OHDSI / SqlRender

This is an R package and Java library for rendering parameterized SQL, and translating it to different SQL dialects.
https://ohdsi.github.io/SqlRender
Other
82 stars 77 forks source link

Add listagg()/stringagg() to OHDSI-SQL #268

Closed ablack3 closed 2 years ago

ablack3 commented 2 years ago

Would it be possible to add listagg as a supported cross database function? It seems like most databases support it a little differently.
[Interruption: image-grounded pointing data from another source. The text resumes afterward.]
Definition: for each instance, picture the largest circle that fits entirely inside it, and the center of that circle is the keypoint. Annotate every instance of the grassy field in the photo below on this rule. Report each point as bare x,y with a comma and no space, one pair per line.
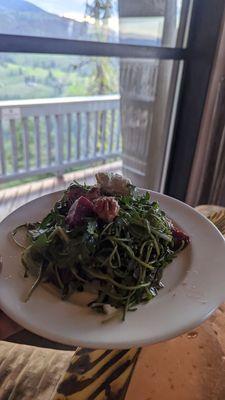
30,76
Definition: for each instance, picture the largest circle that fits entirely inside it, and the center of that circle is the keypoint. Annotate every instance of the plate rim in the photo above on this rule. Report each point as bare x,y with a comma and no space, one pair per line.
119,344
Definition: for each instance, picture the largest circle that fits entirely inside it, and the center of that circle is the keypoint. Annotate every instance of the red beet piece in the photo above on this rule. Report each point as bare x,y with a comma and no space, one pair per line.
80,209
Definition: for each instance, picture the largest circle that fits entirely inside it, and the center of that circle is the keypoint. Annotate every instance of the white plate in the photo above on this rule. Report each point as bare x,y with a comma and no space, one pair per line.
194,287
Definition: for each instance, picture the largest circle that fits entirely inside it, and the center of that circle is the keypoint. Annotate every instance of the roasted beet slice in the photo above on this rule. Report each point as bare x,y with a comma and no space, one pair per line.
80,209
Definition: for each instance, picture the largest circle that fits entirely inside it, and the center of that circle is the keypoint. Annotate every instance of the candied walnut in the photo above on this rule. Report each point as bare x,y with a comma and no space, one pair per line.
114,184
107,208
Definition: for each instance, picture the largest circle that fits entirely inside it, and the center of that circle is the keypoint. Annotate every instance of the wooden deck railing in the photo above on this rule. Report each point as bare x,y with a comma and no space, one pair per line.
52,135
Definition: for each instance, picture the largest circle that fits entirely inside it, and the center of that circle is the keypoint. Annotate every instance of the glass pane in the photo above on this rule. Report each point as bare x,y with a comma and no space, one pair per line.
153,22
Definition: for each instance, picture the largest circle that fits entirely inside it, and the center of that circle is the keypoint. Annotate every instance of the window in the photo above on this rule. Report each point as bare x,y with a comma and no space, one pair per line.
142,52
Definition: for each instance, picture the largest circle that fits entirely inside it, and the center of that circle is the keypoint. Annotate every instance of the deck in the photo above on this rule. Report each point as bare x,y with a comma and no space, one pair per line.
12,198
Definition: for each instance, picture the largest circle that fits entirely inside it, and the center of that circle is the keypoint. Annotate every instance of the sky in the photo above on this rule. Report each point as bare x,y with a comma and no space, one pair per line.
75,9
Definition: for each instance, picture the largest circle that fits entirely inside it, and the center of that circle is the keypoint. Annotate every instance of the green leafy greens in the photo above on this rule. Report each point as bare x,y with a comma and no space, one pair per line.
123,259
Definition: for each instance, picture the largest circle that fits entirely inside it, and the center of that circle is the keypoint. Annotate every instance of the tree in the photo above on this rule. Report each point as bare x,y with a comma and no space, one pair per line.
103,73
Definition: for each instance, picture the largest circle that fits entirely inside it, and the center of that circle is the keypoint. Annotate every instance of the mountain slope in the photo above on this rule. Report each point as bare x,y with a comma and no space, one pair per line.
24,18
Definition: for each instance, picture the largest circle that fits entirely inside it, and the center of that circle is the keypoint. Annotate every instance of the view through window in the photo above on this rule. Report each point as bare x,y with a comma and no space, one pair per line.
63,109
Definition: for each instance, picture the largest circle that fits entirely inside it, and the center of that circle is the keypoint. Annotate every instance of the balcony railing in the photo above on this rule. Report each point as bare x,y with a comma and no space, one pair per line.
53,135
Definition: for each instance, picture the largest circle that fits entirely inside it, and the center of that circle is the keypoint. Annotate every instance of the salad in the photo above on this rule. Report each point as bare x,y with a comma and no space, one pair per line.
108,237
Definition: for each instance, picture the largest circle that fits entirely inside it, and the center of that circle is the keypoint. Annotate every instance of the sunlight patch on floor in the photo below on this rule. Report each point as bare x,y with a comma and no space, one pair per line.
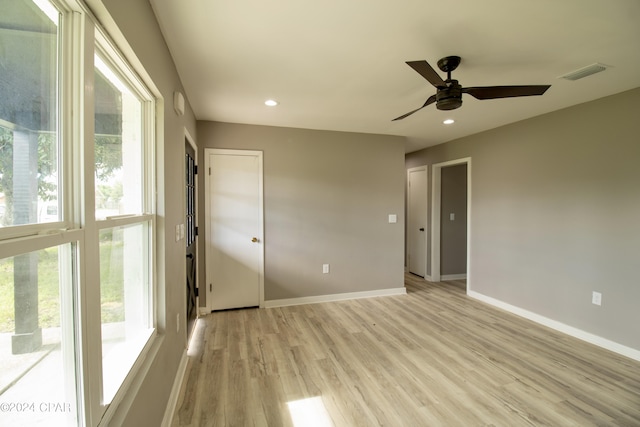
309,412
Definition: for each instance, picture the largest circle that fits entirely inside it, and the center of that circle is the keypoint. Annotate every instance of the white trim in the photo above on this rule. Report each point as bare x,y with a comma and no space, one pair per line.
334,297
435,215
208,152
453,277
409,215
170,410
560,327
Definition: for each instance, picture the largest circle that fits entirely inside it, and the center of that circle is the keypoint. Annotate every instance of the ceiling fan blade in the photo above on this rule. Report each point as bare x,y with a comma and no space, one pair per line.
492,92
431,100
425,70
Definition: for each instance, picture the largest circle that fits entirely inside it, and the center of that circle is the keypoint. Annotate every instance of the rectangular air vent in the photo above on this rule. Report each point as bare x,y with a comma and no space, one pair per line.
584,72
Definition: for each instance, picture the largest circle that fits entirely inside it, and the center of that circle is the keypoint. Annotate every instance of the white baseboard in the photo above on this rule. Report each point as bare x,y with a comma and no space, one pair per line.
453,277
175,392
560,327
334,297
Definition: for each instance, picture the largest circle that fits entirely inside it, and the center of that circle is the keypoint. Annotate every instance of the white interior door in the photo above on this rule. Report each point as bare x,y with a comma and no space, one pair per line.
236,230
417,221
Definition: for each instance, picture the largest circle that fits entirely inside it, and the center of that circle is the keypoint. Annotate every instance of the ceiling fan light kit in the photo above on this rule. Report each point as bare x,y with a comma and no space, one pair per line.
449,92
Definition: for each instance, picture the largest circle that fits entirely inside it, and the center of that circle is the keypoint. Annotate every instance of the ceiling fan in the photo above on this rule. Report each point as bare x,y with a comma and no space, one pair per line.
449,92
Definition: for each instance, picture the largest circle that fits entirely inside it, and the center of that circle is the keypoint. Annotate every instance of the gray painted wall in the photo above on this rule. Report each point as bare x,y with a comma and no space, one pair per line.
327,197
554,214
453,234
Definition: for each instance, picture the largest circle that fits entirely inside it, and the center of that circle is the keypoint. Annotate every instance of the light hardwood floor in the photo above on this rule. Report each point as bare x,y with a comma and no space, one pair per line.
429,358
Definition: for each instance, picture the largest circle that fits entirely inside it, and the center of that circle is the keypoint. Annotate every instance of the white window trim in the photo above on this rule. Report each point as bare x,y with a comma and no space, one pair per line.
81,32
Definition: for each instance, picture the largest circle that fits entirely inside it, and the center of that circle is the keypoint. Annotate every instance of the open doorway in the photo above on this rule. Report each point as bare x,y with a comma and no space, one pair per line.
453,223
191,233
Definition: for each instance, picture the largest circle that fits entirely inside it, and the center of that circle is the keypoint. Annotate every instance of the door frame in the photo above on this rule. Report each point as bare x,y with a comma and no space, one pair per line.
188,138
436,200
207,199
426,218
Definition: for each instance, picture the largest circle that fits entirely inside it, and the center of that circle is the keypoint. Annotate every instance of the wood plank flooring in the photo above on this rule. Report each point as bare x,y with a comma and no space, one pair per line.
433,357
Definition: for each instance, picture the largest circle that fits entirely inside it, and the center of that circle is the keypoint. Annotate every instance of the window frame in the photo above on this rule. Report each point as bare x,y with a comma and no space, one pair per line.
80,36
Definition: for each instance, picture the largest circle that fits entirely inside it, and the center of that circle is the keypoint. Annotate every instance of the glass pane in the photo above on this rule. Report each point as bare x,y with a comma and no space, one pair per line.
37,378
118,145
124,300
28,112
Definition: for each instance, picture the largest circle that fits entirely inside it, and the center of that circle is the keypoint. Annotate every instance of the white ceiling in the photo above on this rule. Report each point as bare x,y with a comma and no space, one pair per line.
340,64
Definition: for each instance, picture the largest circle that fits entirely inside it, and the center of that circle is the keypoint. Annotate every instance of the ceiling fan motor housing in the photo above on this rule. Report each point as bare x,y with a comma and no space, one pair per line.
449,98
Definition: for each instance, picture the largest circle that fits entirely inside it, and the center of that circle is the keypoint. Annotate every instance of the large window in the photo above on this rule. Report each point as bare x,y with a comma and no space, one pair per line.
77,223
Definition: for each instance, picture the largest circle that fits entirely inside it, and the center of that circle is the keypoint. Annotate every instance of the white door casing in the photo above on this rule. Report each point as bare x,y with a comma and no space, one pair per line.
417,220
436,201
235,247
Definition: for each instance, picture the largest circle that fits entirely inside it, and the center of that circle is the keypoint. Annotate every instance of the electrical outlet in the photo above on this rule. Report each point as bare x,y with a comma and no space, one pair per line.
596,298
Oracle: listagg https://docs.oracle.com/cd/E11882_01/server.112/e41084/functions089.htm#SQLRF30030 Postgres: string_agg https://www.postgresqltutorial.com/postgresql-aggregate-functions/postgresql-string_agg-function/ Sqlite: group_concat https://www.sqlite.org/search?q=group_concat Bigquery: string_agg https://cloud.google.com/bigquery/docs/reference/standard-sql/functions-and-operators#string_agg Redshift: listagg https://docs.aws.amazon.com/redshift/latest/dg/r_LISTAGG.html SqlServer: string_agg https://docs.microsoft.com/en-us/sql/t-sql/functions/string-agg-transact-sql?view=sql-server-ver15 Hive: concat_ws() + COLLECT_LIST()/COLLECT_SET() https://stackoverflow.com/questions/51520912/hive-equivalent-of-listagg

schuemie commented 2 years ago

Seems reasonable. Could you create a PR with the required translation rules + unit tests?

ablack3 commented 2 years ago

I'm still not sure if this is possible and I don't think it is as simple as replacing the name of the function. I'll start by doing some experiments/unit tests and posting the results here.
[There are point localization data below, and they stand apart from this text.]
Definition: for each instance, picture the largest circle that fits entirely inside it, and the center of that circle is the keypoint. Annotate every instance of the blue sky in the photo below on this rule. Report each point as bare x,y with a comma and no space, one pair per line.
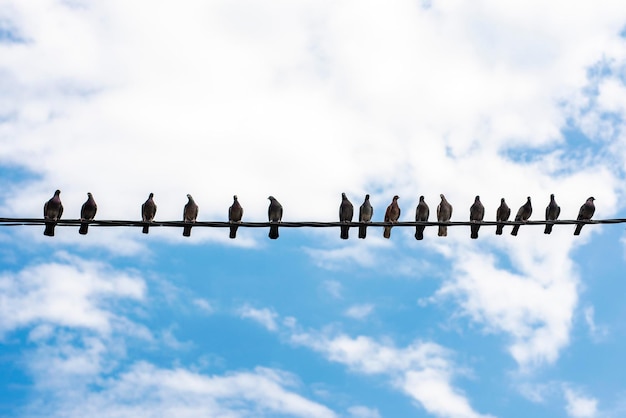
304,100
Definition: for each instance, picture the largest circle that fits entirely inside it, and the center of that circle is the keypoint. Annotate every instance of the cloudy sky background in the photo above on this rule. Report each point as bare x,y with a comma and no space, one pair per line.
304,100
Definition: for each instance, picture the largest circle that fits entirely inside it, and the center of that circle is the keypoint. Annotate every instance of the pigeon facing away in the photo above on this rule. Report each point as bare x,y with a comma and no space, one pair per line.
148,211
392,214
585,213
366,211
346,212
52,211
552,214
523,214
274,214
502,215
477,213
190,213
421,214
87,213
444,213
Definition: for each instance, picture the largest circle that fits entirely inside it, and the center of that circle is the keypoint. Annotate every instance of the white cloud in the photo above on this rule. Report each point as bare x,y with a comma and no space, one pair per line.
265,316
359,311
579,405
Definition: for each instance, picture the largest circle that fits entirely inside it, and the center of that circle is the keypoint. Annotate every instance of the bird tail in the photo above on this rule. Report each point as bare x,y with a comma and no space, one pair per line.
273,232
578,228
49,230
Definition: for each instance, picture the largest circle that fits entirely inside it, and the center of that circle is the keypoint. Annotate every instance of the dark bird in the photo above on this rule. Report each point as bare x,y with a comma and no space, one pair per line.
392,214
87,213
523,214
190,213
502,215
52,211
148,211
477,213
552,214
274,214
585,213
421,214
235,213
346,212
366,211
444,213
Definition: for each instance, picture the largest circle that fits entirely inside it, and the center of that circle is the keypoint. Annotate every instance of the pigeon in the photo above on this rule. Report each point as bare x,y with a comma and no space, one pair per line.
502,215
148,210
365,215
392,214
52,211
87,213
552,214
235,213
421,214
523,214
274,214
477,213
346,212
585,213
444,213
190,213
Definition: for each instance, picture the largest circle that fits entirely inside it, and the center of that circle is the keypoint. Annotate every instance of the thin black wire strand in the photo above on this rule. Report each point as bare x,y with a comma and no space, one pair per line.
305,224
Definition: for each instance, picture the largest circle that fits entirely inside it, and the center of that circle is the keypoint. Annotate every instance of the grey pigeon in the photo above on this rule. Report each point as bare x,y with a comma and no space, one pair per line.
392,214
52,211
444,213
421,214
235,213
366,211
523,214
346,212
477,213
148,211
87,213
190,213
552,214
502,215
274,214
585,213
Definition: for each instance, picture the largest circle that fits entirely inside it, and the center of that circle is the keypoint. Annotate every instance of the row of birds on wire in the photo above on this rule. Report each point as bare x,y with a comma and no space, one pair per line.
53,209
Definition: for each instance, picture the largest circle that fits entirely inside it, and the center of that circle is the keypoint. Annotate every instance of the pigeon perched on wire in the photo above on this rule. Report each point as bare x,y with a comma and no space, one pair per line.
87,213
275,215
235,213
346,212
477,213
444,213
523,214
392,214
552,214
190,214
585,213
148,211
366,211
52,211
421,215
502,215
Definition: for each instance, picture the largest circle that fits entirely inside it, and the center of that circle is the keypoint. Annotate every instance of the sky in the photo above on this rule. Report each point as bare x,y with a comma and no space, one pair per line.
304,100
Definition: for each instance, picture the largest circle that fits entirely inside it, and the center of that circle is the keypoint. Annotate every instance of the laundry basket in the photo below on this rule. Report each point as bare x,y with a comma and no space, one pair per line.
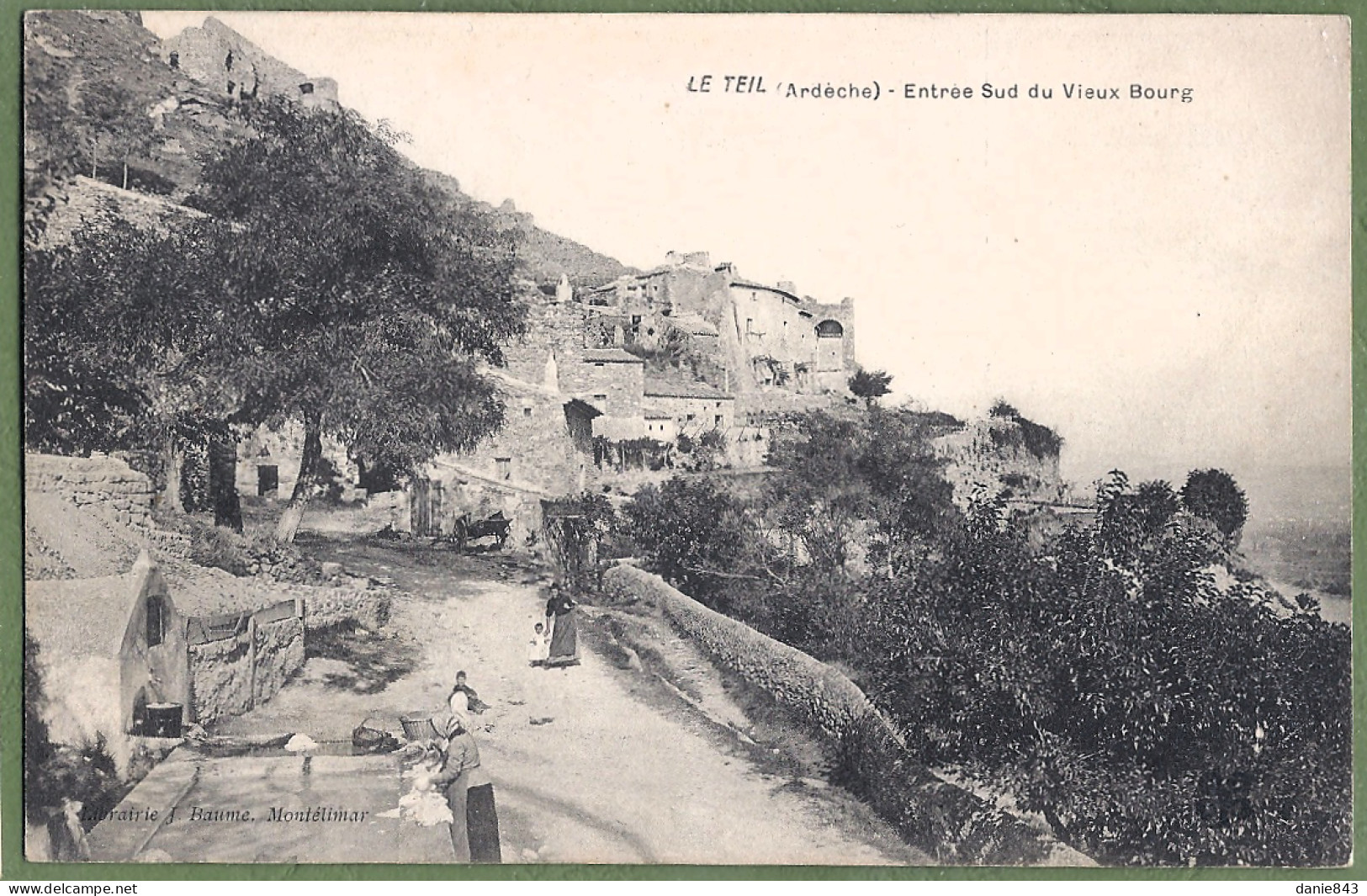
419,727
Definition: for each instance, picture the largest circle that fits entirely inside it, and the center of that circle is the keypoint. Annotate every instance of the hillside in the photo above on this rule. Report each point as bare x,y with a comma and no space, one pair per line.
102,98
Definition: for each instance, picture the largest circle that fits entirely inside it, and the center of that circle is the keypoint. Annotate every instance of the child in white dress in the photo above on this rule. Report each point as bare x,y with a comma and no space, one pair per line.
539,649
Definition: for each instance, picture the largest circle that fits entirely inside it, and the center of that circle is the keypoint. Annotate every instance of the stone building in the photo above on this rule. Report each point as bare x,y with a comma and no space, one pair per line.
756,336
691,408
222,59
268,464
544,450
109,649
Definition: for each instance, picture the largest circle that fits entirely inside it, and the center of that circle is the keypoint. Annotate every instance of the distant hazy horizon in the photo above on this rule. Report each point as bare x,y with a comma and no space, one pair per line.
1165,285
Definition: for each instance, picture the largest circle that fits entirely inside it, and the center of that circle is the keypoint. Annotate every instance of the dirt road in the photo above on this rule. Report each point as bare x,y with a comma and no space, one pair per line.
614,776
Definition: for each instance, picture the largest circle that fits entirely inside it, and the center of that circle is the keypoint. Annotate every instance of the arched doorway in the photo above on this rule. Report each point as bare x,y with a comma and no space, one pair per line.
830,347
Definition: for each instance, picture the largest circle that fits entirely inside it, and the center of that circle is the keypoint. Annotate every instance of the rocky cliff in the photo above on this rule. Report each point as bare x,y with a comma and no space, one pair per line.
104,98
ablack3 commented 2 years ago

Here is the same query using listagg from the OHDSI Oncology regimen finder in four dialects. Currently we are using separate sets of SQL files, one for each dbms.

# sqlite
with cte0 as (
  select distinct person_id, ingredient_start_date , concept_name from @writeDatabaseSchema.@regimenTable
),
cte as (
  select r.person_id, r.ingredient_start_date as regimen_start_date,
  group_concat(lower(r.concept_name), ',')  as regimen
  from cte0 r
  group by r.person_id, r.ingredient_start_date
  ORDER BY lower(r.concept_name)
)
...

# postgres
with cte as (
  select r.person_id, r.ingredient_start_date as regimen_start_date,
  STRING_AGG(DISTINCT lower(r.concept_name), ','
             ORDER BY lower(r.concept_name)) as regimen
  from @writeDatabaseSchema.@regimenTable r
  group by r.person_id, r.ingredient_start_date
)
...

# bigquery
with cte as (
  select r.person_id, r.ingredient_start_date as regimen_start_date,
  STRING_AGG(DISTINCT lower(r.concept_name), ','
             ORDER BY lower(r.concept_name)) as regimen
  from @writeDatabaseSchema.@regimenTable r
  group by r.person_id, r.ingredient_start_date
)
...

# redshift
with cte as (
  select r.person_id, r.ingredient_start_date as regimen_start_date,
  LISTAGG(DISTINCT lower(r.concept_name), ',')
  WITHIN GROUP (ORDER BY lower(r.concept_name)) as regimen
  from @writeDatabaseSchema.@regimenTable r
  group by r.person_id, r.ingredient_start_date
)
...

I don't think the syntax differences shown above can be handled by the current find and replace approach used in SqlRender. If we had a true OHDSI-SQL a parser and could translate the parsed abstract syntax tree then maybe it could work.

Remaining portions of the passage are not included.